At the end of each week, there was a team of volunteers that came in and painted by number. So if the heart had a number two in it, it got painted red. If the shoe had the number three in it, it got painted green. And it turned out so remarkable. This was another moment where it was sort of an experiment. I thought, “Is anybody going to participate? How is it going to look in the end? I mean, it could be kind of a disaster.” But it really was quite beautiful, and it really was a true reflection of that city, and what they wanted to convey.
As an artist, do you have a certain responsibility to your audience?
Yeah, I think any artist has a responsibility. I think that it’s a conversation. I don’t know that my feelings of responsibility are different than another artist’s feeling of responsibility. I think that one should have a feeling of responsibility to whomever you’re communicating to.
You seem to be making art for your audience, as opposed to artists who get ideas and just create for themselves.

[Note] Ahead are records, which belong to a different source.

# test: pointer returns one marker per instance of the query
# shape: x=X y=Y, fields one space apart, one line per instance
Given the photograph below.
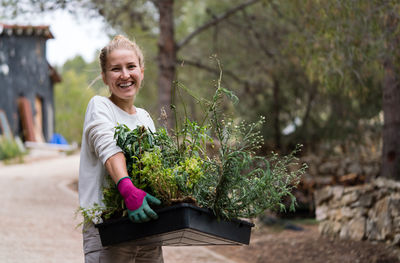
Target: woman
x=122 y=67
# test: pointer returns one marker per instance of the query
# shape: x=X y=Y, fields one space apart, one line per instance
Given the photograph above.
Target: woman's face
x=123 y=73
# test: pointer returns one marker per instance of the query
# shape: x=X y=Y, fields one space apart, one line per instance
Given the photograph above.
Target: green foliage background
x=314 y=65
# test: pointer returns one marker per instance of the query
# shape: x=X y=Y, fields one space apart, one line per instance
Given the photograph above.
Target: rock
x=350 y=198
x=357 y=227
x=380 y=216
x=322 y=195
x=394 y=205
x=364 y=200
x=396 y=223
x=329 y=228
x=396 y=240
x=355 y=168
x=321 y=213
x=344 y=214
x=337 y=192
x=329 y=167
x=369 y=211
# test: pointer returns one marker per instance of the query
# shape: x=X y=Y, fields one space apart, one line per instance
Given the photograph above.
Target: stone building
x=26 y=82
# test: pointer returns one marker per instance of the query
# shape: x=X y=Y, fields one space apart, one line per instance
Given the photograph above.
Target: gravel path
x=37 y=216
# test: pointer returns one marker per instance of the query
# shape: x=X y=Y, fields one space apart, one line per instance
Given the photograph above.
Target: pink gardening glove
x=137 y=201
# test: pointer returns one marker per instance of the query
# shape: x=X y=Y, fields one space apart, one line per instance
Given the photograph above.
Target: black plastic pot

It’s both. When I do a wall drawing, I’m definitely making the work and installing the work and people get to come and look at it. When I’m creating an installation that’s going to ask people to participate, I just think back to my 10-year-old self and want to create something for her. It’s fun. The best situation is when you can do both, when it’s a little bit of everything. Because the best pieces of art for me, are both intellectually stimulating and visually beautiful. And so if I’m making a wall piece, I want it to be engaging, even though you can’t always physically engage.